I think the more convincing defence of public condemnation and social sanctions, and thereby overruling innocent until proven guilty, is based on the flawed legal processes and social attitudes that surround rape and sexual harassment and violence. Rape culture and its associated myths infect every step of the legal process from the police to judges. Combined with the social shaming and condemnation of victims, this mean that rape remains (as the graphic above shows) a dramatically under-reported, under-prosecuted and under-sentenced crime. In the absence of a correctly functioning legal system and societal attitudes that support victims I think it is therefore justifiable to publicly condemn and socially sanction alleged rapists and harassers. Of course this will vary from case to case, based on which crime they are accused of and the actions taken by the institutions that are supposed to deal with it, and there is no easy formula for this. I think that these actions are however necessary to challenge the ideas embedded in rape culture and replace them with the kind of norms and institutions that would seriously reduce the prevalence of rape and harassment.

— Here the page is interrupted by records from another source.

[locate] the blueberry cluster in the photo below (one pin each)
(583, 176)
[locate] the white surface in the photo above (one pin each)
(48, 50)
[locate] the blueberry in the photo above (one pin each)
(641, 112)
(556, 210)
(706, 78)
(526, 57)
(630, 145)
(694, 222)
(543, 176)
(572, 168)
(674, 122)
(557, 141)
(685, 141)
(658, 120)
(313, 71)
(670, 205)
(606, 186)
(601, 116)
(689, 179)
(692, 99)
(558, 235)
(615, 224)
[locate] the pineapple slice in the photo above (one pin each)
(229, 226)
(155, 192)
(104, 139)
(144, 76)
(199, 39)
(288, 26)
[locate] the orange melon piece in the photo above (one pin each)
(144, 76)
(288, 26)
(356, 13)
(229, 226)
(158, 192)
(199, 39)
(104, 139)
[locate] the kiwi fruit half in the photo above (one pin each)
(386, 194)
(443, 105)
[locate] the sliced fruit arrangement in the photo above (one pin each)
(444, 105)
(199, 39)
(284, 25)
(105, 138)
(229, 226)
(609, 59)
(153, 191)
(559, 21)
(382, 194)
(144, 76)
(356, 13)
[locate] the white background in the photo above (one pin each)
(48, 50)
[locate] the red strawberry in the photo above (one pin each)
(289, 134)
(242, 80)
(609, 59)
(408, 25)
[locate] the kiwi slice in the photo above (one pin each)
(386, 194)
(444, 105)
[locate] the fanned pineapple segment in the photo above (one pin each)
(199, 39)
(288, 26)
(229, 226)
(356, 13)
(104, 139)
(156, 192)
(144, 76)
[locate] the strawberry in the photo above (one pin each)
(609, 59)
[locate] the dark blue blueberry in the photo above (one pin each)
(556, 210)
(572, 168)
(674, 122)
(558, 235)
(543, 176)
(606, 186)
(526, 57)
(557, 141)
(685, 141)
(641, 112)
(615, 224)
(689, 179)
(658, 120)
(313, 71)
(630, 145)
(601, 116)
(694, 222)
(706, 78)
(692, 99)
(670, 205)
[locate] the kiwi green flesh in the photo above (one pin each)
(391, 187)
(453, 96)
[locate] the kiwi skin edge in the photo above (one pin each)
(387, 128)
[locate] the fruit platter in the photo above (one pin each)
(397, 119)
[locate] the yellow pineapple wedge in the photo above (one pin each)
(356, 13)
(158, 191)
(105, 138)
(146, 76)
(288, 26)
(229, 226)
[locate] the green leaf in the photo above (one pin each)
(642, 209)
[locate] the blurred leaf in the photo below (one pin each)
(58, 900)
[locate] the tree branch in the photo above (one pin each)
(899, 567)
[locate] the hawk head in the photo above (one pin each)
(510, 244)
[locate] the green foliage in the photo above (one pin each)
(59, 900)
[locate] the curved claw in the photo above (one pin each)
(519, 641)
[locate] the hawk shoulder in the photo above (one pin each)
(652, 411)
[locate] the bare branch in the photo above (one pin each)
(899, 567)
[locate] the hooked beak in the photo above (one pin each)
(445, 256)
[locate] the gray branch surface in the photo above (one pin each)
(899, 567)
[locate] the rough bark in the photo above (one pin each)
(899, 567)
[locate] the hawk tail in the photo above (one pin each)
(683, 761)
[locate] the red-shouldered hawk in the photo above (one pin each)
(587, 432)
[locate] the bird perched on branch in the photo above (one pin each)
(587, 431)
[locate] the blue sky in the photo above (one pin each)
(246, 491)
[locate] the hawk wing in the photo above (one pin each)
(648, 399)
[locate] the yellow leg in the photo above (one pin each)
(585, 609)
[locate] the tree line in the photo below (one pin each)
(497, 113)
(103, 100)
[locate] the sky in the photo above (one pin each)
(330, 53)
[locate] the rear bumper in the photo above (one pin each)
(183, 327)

In closing it is worth reflecting why people place so much emphasis on innocent until proven guilty when it comes to rape and harassment. I suspect that this is in fact one more feature of rape culture. At its heart rests the profoundly mistaken view that false accusations of rape and harassment are rife. I think we should remember that insisting that the accused is innocent until proven guilty, is so often based on the assumption that the victim is ‘lying until proven truthful’. To counteract that, I think it is central to believe and support victims. As Stavvers has convincingly argued:

‘Silence is the biggest weapon patriarchy has in keeping rape culture alive, and “I believe her” starts to tear down this wall and encourage and empower survivors to speak out. Because of this, it is crucial that we resist the attacks on this notion, the slurring it as “mobs” and “kangaroo courts”, because it isn’t. It’s solidarity in the face of patriarchy, and we should be proud that it is starting to terrify those who would rather we shut up.’